Jorge Forbes introduz, através de um texto de Giorgio Agambem publicado no caderno Mais do jornal A Folha de S. Paulo, o estudo sobre o “estado de exceção”. O exemplo agora é Carl Schmitt.

Seguindo uma idéia de J-A Miller, articula o pensamento do jurista Carl Schmitt – um dos ideólogos do regime hitlerista ( um exemplo politicamente incorreto!!!) – sobre o estado de exceção com o estado de exceção buscado em uma psicanálise. Identifica o aristocrata ao psicanalista e ao psicanalisando, como aqueles que suportam a exceção.

É uma função do analista provocar a exceção; ele é o operador de uma exceção. Para tanto, encarna a radical diferença, a exceção por excelência. A parceria analista-analisando, na provocação e procura da radical diferença, é uma parceria que se dá na no terreno da nobreza.

O traço da nobreza é portado por cada um dos parceiros de uma forma particular, nos vários momentos em que se desdobra uma análise. Há uma nobreza no início – fazer uma análise implica um não se contentar com o primum vivere- e no final de uma análise. Há uma nobreza que perpassa, do começo ao fim, a posição do analista.

Há, é evidente, uma questão ética, mas Jorge Forbes não se limita a fazer desta questão um problema do estilo de vida simplesmente. Como Montesquieu, articula a ética, a etiqueta e a política. A nobreza, no limite, é uma questão política.

O exemplo agora é Mirabeau, o Político, de Ortega e Gasset. Como “um homem alheio às chancelarias, ocupado em um tráfico perpétuo de amores turbulentos, de pleitos, de canalhice, que roda de prisão em prisão(...) acaba se convertendo em um homem público e improvise toda uma política nova que viria a ser a política do séc XIX”?

O traço de nobreza não se encarna nas pequenas virtudes, mas nas grandes virtudes. Mirabeau, um devasso, deve permanecer no Panteão pois “não ocorre contestar o título de virtudes à (...) veracidade, à moderação sexual. São sem dúvida virtudes. Mas pequenas. Diante delas encontram(se) as virtudes criadoras de grandes dimensões, as virtudes magnânimas.” Porque deveria prevalecer uma imparcialidade imoral em favor do pequeno?

Há um elogio ao Político, às virtudes do Político e não às pequenas virtudes da vida privada. “Para Mirabeau viver era responder imediatamente com uma ação (...) Refletia depois de estar fora de si, envolvido com a ação(...) Não questionava seus atos, salvo depois de se achar dentro deles e seu pensamento servia para aperfeiçoar a execução. Só podia viver uma vida executiva”.

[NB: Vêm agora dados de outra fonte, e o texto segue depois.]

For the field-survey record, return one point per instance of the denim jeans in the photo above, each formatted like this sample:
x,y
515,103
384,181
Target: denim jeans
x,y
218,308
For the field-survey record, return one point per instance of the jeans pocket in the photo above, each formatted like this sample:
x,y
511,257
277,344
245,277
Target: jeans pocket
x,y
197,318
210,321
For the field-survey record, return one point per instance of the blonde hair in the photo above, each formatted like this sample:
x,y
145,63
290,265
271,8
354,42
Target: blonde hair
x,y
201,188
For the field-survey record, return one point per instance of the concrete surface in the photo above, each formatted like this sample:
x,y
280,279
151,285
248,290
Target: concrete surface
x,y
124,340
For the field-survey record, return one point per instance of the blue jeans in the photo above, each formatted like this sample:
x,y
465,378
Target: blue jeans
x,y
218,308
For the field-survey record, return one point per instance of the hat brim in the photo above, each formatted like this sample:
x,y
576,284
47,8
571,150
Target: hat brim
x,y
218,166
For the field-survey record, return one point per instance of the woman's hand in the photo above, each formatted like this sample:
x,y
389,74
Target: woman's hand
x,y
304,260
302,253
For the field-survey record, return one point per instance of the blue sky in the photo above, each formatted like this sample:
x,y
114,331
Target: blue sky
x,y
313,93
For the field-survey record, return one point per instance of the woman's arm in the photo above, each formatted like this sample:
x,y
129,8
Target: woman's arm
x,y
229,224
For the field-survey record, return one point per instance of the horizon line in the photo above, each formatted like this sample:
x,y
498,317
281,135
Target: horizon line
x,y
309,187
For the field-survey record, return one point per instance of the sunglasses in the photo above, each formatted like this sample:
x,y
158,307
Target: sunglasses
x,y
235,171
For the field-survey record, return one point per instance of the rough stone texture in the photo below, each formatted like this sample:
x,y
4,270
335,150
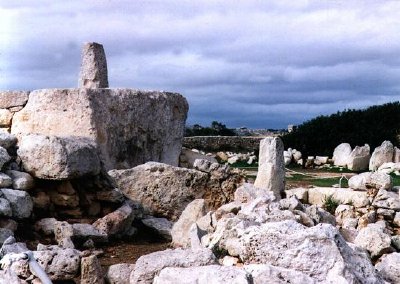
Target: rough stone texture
x,y
119,273
116,222
248,192
21,180
5,208
341,154
181,229
161,226
5,118
164,190
381,154
10,99
130,127
7,140
20,201
359,158
59,264
389,267
91,272
317,196
369,180
4,157
58,158
265,273
271,169
5,180
187,158
374,240
215,274
149,265
222,143
290,245
93,73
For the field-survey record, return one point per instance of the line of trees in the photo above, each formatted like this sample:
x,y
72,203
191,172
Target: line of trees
x,y
320,136
216,129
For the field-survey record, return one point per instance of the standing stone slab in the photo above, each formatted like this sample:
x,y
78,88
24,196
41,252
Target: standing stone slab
x,y
58,158
93,73
130,127
271,171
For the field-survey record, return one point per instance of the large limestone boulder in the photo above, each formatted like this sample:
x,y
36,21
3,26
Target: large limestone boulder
x,y
389,268
381,154
341,154
359,158
370,180
271,169
215,274
290,245
58,158
129,127
149,265
93,73
164,190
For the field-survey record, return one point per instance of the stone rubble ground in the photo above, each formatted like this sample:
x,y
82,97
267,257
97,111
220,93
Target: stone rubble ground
x,y
222,229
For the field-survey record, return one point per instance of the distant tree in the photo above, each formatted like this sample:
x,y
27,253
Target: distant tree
x,y
320,136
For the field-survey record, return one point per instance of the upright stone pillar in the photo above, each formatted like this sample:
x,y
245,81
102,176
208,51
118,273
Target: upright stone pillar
x,y
271,166
93,73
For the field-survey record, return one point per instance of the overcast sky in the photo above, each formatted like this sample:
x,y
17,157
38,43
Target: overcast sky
x,y
261,64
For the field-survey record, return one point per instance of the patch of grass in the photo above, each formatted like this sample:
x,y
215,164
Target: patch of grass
x,y
330,204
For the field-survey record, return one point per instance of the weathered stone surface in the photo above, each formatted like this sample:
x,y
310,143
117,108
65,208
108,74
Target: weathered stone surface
x,y
161,226
300,193
59,264
290,245
59,158
381,154
5,208
5,118
20,201
369,180
88,231
271,169
130,127
387,199
91,272
119,273
46,226
389,267
164,190
117,222
7,140
248,192
10,99
341,154
149,265
21,180
4,157
181,229
187,158
359,158
266,273
374,240
215,274
93,73
317,195
5,180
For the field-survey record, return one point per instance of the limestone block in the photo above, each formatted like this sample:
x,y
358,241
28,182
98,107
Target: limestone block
x,y
93,73
10,99
129,127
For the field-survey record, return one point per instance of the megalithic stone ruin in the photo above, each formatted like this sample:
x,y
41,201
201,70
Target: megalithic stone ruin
x,y
271,166
93,73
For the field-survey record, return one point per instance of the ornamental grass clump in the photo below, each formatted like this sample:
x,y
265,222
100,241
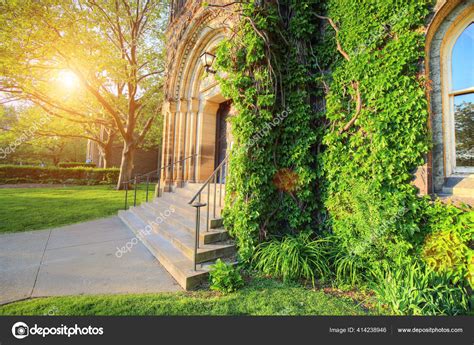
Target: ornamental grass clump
x,y
293,257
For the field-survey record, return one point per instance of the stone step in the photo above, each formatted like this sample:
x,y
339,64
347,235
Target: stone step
x,y
167,228
215,233
172,259
184,240
178,200
191,193
186,215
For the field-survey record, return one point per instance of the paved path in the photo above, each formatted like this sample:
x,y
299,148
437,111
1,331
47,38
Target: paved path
x,y
78,259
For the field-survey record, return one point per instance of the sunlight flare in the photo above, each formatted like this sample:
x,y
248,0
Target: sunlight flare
x,y
68,79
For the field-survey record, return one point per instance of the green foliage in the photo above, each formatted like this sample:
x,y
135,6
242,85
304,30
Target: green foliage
x,y
374,211
76,165
27,209
267,78
225,277
414,289
349,153
34,174
448,247
258,297
293,258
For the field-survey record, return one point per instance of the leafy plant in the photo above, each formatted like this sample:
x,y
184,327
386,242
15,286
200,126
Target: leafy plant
x,y
293,257
225,277
448,246
418,290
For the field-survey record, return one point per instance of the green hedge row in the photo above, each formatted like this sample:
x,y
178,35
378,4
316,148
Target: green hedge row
x,y
11,174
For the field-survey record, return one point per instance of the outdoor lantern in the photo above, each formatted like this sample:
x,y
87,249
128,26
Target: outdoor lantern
x,y
207,59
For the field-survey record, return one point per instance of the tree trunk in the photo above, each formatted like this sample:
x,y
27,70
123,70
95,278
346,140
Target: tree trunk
x,y
126,166
105,152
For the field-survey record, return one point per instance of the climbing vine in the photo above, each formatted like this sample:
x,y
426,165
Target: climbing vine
x,y
340,163
271,78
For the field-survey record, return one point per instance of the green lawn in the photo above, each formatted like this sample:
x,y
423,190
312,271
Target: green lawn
x,y
259,297
23,209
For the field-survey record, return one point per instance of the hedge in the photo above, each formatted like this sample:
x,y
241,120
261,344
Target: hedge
x,y
76,165
12,174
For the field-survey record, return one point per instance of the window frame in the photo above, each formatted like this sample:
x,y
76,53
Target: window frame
x,y
448,95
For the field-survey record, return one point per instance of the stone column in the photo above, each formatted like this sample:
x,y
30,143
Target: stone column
x,y
191,143
168,143
180,142
207,140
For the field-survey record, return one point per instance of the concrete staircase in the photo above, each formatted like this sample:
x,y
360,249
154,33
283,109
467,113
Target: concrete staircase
x,y
166,226
458,190
459,186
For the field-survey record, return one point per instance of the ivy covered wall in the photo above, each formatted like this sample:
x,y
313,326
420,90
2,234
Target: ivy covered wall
x,y
348,77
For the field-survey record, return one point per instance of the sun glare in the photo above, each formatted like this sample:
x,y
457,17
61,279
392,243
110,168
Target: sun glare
x,y
68,79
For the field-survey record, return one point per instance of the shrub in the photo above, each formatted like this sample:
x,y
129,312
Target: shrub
x,y
418,290
76,165
293,257
34,174
225,277
446,249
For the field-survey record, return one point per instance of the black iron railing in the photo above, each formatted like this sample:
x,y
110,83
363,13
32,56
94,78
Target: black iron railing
x,y
176,8
215,185
150,178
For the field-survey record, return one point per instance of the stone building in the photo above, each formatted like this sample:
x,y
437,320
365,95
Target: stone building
x,y
197,137
195,111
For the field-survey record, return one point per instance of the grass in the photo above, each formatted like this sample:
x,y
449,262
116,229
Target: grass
x,y
260,297
24,209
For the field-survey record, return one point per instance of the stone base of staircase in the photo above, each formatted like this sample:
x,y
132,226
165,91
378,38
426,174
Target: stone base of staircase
x,y
458,189
166,226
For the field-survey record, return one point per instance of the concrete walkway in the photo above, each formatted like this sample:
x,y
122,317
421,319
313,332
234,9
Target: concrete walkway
x,y
78,259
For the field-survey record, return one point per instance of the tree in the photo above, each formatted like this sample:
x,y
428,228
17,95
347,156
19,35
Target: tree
x,y
114,49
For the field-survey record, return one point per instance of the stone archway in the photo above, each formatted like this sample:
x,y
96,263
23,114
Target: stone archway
x,y
190,111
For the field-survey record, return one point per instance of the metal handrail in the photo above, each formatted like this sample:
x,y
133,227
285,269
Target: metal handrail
x,y
195,202
149,175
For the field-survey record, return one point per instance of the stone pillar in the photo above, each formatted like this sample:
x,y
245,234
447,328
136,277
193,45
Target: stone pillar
x,y
180,142
207,140
168,143
191,144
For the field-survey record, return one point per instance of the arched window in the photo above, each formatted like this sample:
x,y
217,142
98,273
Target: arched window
x,y
462,94
458,99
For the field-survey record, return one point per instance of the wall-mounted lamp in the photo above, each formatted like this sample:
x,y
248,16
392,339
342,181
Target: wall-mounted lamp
x,y
207,60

O Príncipe de Maquiavel, tema de um evento organizado por Jorge Forbes e Renato Janine algum tempo após seu seminário, poderia ser colocado na série com Vatel, Gide, Mirabeau, Carl Schmitt. O que Maquiavel diria ao Príncipe na atualidade? Na pós-modernidade, cada um deveria encarnar o Príncipe, a exceção, o traço particular, a nobreza, o Político.

Jorge Forbes faz uma mostração dos embricamentos existentes entre o analítico, o ético e o político. A análise implica em uma posição ética e política e resulta em uma posição ética e política. Há um atravessamento dos planos. Analista e analisante estão engajados em uma dimensão que ultrapassa em muito a relação intra-muros.

O percurso de uma análise implica na transformação do escravo hegeliano no Príncipe de Maquiavel.

Ao final da leitura nos damos conta de que um percurso surpreendente foi realizado. Atravessamos muitas dimensões até chegar no ponto que relaciona a operação analítica à promoção do Príncipe de Maquiavel.

Para Jorge Forbes o final de uma análise coincide com a possibilidade de um sujeito, sustentando e sustentado por seu estilo, realizar o ato político. Ato singular, único, nobre, exceção, efeito da pura diferença.

Seus heróis são personagens solitários, alguns com fim trágico. Não são quaisquer heróis. Não são, por ex., os heróis da esquerda, os revolucionários, que foram/são meus heróis, portadores de um outro tipo de nobreza.

Jorge Forbes, sustentado/sustentando seu S1, insere-se na série fora de série de seus heróis.